After a recent helicopter ride over Shasta County showed him how many 
residents are likely growing pot illegally, a county supervisor said 
he and fellow supervisors need to be wary when reconsidering a 
moratorium on medical marijuana dispensaries later this year.

At Tuesday's Board of Supervisors meeting, Chairman Les Baugh showed 
pictures of marijuana growth he took when he accompanied Chief Deputy 
District Attorney Josh Lowery and a member of the Sheriff's Office's 
marijuana eradication team on a flight last week.

Baugh said the flyover, which was initiated by the Sheriff's Office, 
had nothing to do with the recent decision of the Anderson Planning 
Commission to ban medical marijuana dispensaries. Baugh's wife, 
Susie, is a member of that commission.

Though he said he'd expected heavy pot operations were common in 
isolated areas such as Hayfork, Baugh said he was surprised at how 
many crops he saw in Shasta County.

And Baugh said he questions whether all the crops he saw, some of 
which were the size of a football field, are really being used by 
Proposition 215 patients.

"Literally, our neighborhoods have become industry," he said.

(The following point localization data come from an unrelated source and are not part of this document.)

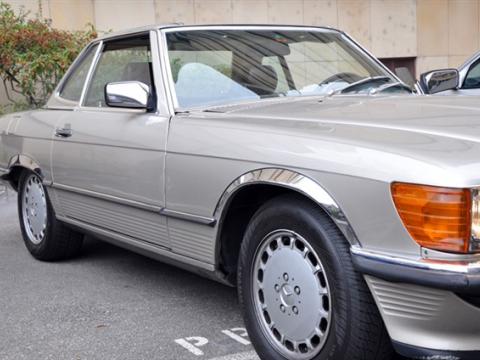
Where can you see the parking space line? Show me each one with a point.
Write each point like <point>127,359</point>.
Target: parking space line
<point>249,355</point>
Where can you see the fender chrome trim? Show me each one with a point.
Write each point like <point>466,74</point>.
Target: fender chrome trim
<point>292,180</point>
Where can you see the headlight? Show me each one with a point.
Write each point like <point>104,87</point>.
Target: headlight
<point>445,219</point>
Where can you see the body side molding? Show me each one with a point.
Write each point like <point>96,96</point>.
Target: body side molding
<point>137,204</point>
<point>295,181</point>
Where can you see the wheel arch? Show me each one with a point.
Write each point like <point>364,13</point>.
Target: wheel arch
<point>16,165</point>
<point>249,191</point>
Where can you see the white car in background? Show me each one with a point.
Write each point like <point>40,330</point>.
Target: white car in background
<point>464,81</point>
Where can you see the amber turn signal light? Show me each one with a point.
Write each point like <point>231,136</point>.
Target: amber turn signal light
<point>436,217</point>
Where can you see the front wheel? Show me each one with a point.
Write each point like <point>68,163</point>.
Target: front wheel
<point>45,237</point>
<point>300,296</point>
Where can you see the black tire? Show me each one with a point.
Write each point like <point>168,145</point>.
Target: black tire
<point>357,331</point>
<point>58,242</point>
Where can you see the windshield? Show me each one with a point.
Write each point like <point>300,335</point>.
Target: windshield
<point>214,67</point>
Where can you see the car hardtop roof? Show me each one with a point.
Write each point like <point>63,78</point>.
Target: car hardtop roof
<point>143,29</point>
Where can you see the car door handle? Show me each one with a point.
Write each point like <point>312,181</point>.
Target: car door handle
<point>64,132</point>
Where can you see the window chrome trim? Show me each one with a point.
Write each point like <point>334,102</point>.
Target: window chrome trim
<point>93,66</point>
<point>295,181</point>
<point>166,30</point>
<point>164,64</point>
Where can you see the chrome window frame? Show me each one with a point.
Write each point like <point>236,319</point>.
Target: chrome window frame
<point>166,58</point>
<point>56,96</point>
<point>161,107</point>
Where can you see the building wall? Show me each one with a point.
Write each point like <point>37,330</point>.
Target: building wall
<point>438,33</point>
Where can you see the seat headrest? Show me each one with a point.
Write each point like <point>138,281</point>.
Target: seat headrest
<point>263,80</point>
<point>138,71</point>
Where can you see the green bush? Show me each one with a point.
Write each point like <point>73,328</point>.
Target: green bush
<point>34,56</point>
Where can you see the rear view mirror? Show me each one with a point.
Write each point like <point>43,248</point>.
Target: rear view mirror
<point>128,94</point>
<point>433,82</point>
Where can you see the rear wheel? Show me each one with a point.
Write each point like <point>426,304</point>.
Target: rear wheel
<point>300,296</point>
<point>45,237</point>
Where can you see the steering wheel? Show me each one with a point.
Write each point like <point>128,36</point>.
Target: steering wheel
<point>343,76</point>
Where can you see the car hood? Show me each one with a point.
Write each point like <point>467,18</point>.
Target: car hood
<point>448,116</point>
<point>434,140</point>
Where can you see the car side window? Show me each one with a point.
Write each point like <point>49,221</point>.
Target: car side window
<point>73,86</point>
<point>120,60</point>
<point>472,80</point>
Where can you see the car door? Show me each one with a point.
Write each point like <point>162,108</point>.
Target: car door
<point>108,163</point>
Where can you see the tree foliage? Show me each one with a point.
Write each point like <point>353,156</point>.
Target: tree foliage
<point>33,55</point>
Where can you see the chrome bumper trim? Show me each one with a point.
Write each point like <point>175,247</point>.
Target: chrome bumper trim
<point>450,266</point>
<point>460,276</point>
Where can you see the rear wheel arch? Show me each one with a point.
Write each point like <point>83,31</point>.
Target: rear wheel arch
<point>246,194</point>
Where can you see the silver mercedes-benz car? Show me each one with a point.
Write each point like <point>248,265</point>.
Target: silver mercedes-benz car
<point>286,161</point>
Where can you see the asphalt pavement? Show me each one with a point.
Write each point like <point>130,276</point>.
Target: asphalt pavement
<point>110,303</point>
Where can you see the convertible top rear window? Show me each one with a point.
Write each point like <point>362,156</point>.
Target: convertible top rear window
<point>225,66</point>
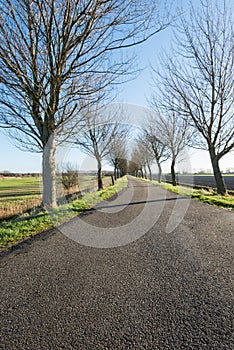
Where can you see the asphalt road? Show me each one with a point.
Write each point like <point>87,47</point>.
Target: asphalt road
<point>169,287</point>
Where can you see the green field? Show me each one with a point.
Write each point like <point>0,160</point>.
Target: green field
<point>202,195</point>
<point>18,195</point>
<point>28,223</point>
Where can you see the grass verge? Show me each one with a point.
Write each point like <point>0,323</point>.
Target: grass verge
<point>12,231</point>
<point>203,195</point>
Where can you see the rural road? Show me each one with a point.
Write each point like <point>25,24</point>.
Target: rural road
<point>167,288</point>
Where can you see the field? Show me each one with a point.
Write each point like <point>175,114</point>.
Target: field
<point>203,180</point>
<point>18,195</point>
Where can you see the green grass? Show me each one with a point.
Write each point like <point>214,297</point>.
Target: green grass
<point>202,195</point>
<point>12,231</point>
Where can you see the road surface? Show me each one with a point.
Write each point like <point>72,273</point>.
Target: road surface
<point>170,287</point>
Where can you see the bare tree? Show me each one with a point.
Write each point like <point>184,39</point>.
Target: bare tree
<point>118,154</point>
<point>176,136</point>
<point>138,160</point>
<point>99,136</point>
<point>55,53</point>
<point>146,155</point>
<point>201,80</point>
<point>153,142</point>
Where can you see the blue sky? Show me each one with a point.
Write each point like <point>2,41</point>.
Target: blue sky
<point>134,92</point>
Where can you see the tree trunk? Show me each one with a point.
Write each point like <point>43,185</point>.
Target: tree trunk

Because he suspects illegal growth and sales are overtaking rural 
Shasta County, Baugh said the board will have to be "very, very 
cautious" when reconsidering a moratorium on medical marijuana 
dispensaries in the unincorporated county that they extended in December.

"It's changing forever not just the landscape but the community," he said.

Supervisor Glenn Hawes said he sees suspicious marijuana growth in 
his rural district all the time, some of it even close to schools.

"It's too bad we can't just turn loose a little 2, 4-D (an herbicide) 
and take care of it," he said at Tuesday's meeting.

Hawes said he, too, thinks much of the marijuana cultivation in the 
county is illegal.

"I know that this stuff isn't just being used by their families," he 
said. "They're selling this stuff. It's become a problem."

Baugh said he doesn't have a solution for the problem, but he's 
concerned that marijuana growth in the county will create dangerous 
living conditions for residents.

"I was hoping that somehow Shasta County's ordinances could be 
crafted to protect residents of Shasta County from what I'm terming 
'industry' in the middle of residential neighborhoods," he said after 
Tuesday's meeting. "Basically, what I saw was that I'm too late. It's 
already there; it's already here."

Deputies are increasingly being put at risk against armed growers, 
said Shasta County Sheriff Tom Bosenko, adding that weapons are 
usually found at residential grow areas as well as those on public land.

"It's becoming much more dangerous and more violent," he said.

And while more Prop 215 patients have begun using their medical 
marijuana recommendations to grow excess pot in the last couple of 
years, Bosenko said, his short-staffed department doesn't have the 
manpower to fully tackle the problem.

"There's usually more tips than there are hours in a day and days in 
a year," he said.

Bosenko estimated that about 25 percent of tips his office got last 
year were investigated.

Saying he doesn't want to exhaust the Sheriff's Office's resources 
any more, Baugh said he will continue to stand against medical 
marijuana dispensaries in the unincorporated county.

"I have never been in favor of dispensaries," he said. "I think the 
city of Redding has plenty of dispensaries. There's not a need for 
them in the unincorporated area of Shasta County."